Ya no se trata de contradecir lo bello tradicional, de buscar lo antitético o lo periférico para encontrar algo nuevo (Baudelaire), sino de recuperar y conciliar lo bello y lo feo, lo clásico y lo moderno, lo individual y lo colectivo, la duración del instante y la eternidad. Por supuesto, esta extraordinaria confluencia no sería nada, si no fuese también incertidumbre y búsqueda.

Conclusión

Proyectos totales, revolucionarios en la medida en que retornan al origen, ordenados y sistemáticos como sus modelos clásicos, las obras de Witkin y Valls recuperan estos últimos a través de un canibalismo entre rabioso y agradecido. Completan de esta forma el círculo secular que va de lo bello a lo horrible y, de él, a una síntesis que trasciende las fronteras constitutivas de nuestro universo mental.
¿Y si la belleza no fuera más que nuestro espejo fragmentado? El clasicismo escogió la parte luminosa; los modernos, la parte oscura; y ciertos contemporáneos reconstruyen el espejo, tomando fragmentos de uno y otro, para llegar a una imagen plena de nosotros mismos.
Una imagen tan armónica como sobrecogedora, tan fantasmagórica como cierta, tan dolorosa como aséptica, tan delicada como bestial, tan ordenada como perversa, tan hermosa como digna de asco.
Una mirada en que la belleza sea andrógina y escape tanto de géneros biológicos como de géneros artísticos, y escape de lo moderno y de lo clásico, de lo bello y de lo horrible, y de otros muros todavía, para renacer.

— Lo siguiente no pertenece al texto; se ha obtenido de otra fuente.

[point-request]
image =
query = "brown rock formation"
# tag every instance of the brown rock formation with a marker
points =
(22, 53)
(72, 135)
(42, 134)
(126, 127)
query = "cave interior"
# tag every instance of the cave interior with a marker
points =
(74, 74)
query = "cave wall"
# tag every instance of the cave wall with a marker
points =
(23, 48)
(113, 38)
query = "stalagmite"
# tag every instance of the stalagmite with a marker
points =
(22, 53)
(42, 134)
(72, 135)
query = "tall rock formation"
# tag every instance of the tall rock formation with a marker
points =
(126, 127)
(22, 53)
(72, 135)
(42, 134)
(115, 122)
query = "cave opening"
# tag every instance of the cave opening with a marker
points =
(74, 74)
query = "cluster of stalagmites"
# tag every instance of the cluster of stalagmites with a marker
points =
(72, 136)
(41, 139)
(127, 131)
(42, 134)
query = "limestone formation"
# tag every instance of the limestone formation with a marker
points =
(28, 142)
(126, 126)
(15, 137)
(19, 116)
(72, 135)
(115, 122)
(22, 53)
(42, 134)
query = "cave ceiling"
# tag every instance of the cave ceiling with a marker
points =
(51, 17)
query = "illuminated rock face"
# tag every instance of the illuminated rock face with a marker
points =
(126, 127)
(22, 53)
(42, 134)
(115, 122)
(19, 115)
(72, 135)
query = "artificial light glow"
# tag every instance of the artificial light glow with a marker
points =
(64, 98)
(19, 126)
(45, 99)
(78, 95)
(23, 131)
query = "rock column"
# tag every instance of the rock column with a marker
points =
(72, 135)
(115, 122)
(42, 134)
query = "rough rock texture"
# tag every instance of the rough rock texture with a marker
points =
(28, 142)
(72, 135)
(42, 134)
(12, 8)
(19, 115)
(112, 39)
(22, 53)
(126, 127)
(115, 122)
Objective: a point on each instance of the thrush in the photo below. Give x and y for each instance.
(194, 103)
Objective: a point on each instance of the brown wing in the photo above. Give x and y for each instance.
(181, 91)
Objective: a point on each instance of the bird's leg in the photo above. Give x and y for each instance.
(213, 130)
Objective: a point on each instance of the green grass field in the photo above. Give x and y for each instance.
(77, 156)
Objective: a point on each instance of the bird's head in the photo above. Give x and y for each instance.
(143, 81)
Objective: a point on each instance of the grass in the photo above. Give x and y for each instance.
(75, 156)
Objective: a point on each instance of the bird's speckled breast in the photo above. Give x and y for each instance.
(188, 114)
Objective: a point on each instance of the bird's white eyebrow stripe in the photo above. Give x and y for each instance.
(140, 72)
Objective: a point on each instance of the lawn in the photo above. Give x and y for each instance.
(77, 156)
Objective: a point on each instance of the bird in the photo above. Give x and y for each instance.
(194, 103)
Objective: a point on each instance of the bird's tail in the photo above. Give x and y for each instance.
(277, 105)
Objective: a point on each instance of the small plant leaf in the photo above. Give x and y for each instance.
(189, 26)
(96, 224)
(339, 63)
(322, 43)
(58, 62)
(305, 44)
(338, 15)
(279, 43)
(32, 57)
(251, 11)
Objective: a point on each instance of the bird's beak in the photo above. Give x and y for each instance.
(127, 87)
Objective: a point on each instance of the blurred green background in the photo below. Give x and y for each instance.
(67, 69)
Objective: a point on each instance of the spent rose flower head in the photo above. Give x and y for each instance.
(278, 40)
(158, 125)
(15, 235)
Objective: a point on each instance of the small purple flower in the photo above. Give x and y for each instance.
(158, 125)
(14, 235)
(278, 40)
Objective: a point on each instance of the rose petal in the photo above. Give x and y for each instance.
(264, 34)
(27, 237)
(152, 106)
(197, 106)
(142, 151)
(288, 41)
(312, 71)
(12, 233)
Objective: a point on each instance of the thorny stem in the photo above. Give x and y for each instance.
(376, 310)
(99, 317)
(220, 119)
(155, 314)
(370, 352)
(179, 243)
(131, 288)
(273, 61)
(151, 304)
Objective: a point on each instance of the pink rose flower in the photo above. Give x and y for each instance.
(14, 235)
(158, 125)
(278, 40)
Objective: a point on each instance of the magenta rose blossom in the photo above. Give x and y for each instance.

[1] Eva M. Contreras, “NosOtros. Identidad y alteridad”, durante el Festival de Fotografía de España, PhotoEspaña 2003.
[2] Ibid.
[3] Mario Antolín Paz, Diccionario de pintores y escultores españoles de siglo XX, Madrid, 1999.
[4] Gabriel Villalba, Catálogo de la exposición “Four from Madrid”, Oglethorpe U. Museum, Atlanta, 1994.
[5] Manuel Merchán, Antiqvaria n°83, abril 1991.
[6] Juan Bufill, La Vanguardia, Barcelona, 20 octubre de 2000.